NEW YORK (Reuters) - Tencent Holdings Ltd’s Riot Games said on Thursday that Nielsen Holdings PLC will measure the value of sponsoring Riot’s “League of Legends,” the most-watched esport in the world, through next year.
Quantifying the value of brand exposure gained through sponsorships of League of Legends teams, games and leagues could help the multiplayer online battlefield game, abbreviated as LoL, draw more sponsors.
While other publishers have also worked with Nielsen on sponsorship measurement, fans have watched more LoL matches than any other game, totaling 347.4 million live hours in 2018 on Twitch and YouTube Gaming, according to gaming analytics firm Newzoo.
LoL has 13 regional leagues with more than 800 players on 100 professional teams globally.
The game has already drawn big companies - even those not endemic to the esports universe - including State Farm, Mastercard Inc and Nike Inc.

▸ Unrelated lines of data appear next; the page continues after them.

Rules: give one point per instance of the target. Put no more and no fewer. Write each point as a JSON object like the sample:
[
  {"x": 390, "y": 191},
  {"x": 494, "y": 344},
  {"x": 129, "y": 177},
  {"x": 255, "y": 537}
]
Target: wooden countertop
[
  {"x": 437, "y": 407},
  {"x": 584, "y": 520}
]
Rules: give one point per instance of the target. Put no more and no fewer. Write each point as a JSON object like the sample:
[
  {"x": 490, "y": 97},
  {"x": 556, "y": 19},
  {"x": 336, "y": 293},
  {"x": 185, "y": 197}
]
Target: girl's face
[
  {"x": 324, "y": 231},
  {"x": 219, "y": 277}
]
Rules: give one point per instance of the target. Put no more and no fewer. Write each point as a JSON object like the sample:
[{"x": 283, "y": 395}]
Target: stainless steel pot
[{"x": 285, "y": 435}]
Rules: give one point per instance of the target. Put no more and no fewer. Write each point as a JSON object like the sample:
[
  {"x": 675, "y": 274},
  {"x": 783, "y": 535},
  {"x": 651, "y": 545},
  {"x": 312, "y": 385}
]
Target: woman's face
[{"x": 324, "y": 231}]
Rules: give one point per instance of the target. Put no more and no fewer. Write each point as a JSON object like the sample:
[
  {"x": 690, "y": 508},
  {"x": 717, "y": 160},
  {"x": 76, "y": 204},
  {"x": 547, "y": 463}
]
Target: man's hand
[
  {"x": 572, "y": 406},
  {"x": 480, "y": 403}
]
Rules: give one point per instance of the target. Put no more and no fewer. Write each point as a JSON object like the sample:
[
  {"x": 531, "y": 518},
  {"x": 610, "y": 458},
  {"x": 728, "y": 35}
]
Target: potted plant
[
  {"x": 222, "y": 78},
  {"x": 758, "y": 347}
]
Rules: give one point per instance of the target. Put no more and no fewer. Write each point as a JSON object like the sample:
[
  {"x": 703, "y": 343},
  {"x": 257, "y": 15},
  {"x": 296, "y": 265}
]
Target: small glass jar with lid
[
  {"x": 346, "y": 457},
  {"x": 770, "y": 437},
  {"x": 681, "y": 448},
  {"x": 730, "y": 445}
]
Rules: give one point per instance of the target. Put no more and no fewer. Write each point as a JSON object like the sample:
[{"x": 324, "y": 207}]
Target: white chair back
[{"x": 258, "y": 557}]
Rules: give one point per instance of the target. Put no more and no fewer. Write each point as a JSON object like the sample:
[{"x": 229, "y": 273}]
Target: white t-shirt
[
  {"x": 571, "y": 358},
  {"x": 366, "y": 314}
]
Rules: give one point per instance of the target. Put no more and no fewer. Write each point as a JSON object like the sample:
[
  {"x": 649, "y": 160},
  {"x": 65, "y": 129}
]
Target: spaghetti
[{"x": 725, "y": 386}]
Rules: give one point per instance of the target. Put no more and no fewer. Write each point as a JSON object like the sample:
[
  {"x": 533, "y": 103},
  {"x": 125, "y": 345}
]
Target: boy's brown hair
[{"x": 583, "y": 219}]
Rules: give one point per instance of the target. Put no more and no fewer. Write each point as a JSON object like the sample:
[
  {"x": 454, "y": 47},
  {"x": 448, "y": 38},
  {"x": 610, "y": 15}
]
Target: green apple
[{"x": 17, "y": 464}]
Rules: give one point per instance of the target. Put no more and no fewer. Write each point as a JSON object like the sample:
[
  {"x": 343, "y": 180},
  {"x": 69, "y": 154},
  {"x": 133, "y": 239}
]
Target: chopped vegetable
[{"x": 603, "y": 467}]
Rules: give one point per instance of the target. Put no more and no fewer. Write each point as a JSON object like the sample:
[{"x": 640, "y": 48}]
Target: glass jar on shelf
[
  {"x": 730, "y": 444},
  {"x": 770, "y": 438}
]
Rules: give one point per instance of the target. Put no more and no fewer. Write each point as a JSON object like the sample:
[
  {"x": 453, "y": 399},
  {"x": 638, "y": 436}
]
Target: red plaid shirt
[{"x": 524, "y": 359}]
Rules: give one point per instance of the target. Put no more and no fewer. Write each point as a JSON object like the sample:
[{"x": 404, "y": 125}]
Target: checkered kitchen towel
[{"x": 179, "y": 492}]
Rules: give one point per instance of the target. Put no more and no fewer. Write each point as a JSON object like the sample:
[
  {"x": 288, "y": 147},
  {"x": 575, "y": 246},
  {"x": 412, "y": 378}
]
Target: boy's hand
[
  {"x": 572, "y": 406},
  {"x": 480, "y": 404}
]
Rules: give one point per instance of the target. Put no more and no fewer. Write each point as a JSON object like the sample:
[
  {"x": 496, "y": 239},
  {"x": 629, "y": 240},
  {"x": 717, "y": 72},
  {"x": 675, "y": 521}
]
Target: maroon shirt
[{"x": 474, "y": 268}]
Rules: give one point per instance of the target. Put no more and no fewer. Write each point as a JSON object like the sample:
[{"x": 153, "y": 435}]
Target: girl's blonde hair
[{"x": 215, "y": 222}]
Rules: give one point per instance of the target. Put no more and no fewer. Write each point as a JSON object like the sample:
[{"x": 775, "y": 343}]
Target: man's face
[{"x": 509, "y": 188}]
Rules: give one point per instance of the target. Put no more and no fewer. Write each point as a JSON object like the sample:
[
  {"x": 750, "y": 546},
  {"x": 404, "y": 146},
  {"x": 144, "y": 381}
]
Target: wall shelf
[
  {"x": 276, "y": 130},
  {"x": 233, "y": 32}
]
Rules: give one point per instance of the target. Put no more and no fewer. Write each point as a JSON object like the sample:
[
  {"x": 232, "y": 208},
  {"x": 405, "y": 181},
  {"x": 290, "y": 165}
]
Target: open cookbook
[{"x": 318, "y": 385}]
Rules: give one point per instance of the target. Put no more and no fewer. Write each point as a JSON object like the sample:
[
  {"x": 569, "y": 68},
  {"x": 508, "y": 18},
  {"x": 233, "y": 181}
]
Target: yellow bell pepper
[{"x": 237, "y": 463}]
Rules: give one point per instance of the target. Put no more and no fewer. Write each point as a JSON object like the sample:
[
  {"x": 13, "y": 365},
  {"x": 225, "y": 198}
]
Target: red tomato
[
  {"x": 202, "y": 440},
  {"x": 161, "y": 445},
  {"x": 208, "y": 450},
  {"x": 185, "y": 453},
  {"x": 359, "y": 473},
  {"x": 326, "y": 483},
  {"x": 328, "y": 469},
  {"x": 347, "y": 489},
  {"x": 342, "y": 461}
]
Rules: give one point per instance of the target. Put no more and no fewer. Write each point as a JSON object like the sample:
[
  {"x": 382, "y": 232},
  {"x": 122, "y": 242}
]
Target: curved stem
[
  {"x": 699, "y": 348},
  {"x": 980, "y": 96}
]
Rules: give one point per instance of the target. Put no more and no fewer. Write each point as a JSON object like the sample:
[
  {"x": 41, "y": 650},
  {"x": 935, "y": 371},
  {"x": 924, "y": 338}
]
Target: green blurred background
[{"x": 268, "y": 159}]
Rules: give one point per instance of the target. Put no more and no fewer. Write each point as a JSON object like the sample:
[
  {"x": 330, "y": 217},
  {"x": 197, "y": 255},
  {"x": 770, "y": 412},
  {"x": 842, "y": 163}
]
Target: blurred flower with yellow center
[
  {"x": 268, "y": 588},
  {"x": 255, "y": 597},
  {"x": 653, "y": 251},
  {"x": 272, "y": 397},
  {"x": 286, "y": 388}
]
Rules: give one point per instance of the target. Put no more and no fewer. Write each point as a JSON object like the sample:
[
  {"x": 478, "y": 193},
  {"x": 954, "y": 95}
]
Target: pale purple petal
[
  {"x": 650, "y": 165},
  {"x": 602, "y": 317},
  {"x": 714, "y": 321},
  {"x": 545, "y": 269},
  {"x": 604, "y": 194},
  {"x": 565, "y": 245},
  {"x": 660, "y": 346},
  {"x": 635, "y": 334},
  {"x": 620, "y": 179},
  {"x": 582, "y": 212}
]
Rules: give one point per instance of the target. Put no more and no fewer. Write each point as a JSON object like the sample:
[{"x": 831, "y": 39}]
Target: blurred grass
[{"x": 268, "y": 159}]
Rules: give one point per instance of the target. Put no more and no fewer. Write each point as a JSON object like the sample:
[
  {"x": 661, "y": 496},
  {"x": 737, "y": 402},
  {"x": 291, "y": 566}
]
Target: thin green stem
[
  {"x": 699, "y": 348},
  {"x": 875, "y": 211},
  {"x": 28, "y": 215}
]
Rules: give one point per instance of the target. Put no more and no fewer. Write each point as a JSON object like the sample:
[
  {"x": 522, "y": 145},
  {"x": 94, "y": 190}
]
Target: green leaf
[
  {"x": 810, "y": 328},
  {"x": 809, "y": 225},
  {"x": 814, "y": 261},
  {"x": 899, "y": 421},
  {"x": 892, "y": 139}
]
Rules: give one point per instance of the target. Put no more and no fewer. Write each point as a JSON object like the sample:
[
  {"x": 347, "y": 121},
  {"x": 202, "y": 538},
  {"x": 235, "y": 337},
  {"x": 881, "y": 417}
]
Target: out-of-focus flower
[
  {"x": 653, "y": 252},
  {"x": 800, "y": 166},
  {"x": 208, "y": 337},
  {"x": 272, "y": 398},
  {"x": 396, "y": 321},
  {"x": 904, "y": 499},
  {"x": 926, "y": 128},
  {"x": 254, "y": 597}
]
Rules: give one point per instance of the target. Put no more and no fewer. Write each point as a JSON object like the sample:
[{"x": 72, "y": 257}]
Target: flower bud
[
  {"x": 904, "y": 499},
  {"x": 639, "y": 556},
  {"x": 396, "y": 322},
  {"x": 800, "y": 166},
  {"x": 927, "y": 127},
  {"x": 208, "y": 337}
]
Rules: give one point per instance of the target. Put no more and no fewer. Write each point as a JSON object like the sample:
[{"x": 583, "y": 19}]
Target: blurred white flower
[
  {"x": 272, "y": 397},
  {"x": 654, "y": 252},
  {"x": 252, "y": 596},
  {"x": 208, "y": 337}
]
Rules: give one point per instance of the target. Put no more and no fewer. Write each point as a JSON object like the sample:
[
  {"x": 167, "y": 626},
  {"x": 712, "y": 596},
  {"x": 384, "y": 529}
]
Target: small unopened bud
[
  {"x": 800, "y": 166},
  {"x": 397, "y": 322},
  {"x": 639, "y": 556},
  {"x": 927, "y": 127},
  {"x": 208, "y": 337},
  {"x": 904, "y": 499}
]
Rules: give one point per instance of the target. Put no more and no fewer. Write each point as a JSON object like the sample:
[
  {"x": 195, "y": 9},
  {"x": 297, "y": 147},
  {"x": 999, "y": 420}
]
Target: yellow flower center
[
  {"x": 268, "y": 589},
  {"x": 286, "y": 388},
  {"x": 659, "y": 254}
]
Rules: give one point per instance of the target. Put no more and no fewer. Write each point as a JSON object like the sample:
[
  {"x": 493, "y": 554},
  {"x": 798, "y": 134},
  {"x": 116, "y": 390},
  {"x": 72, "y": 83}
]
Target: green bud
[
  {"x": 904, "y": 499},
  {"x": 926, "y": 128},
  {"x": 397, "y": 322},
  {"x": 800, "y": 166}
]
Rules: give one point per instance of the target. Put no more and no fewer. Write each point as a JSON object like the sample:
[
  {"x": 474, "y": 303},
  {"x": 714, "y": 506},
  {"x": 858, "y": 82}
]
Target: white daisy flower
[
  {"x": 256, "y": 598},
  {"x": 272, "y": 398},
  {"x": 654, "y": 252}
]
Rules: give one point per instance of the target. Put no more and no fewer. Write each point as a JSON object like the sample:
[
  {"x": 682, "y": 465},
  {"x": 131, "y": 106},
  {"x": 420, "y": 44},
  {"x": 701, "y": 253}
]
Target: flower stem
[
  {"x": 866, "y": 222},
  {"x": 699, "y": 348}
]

Esports - where throngs of fans watch competitive professional video game matches live and online - has become an increasingly important funnel for brands to reach younger, more affluent and digitally savvy audiences who watch less television.
“As esports continues to gain momentum with brand marketers and advertisers, the need for independent, third-party verification of audiences and brand exposure is critical,” said Nicole Pike, managing director of Nielsen Esports, in a statement.
Nielsen will measure LoL’s brand exposure throughout 2019 and 2020, including during the North American League of Legends Championship Series, its European Championship, its three international events and for some regional leagues in Asia.
“As major companies invest in our tournaments, we want to help them see the value of their exposure and identify how best to engage with our passionate fan base,” said Doug Watson, head of esports insights at Riot.
Nielsen’s measurement is based on the quality, duration and location of brand exposure, in addition to the size of the audience seeing or hearing the mention of that brand’s identity.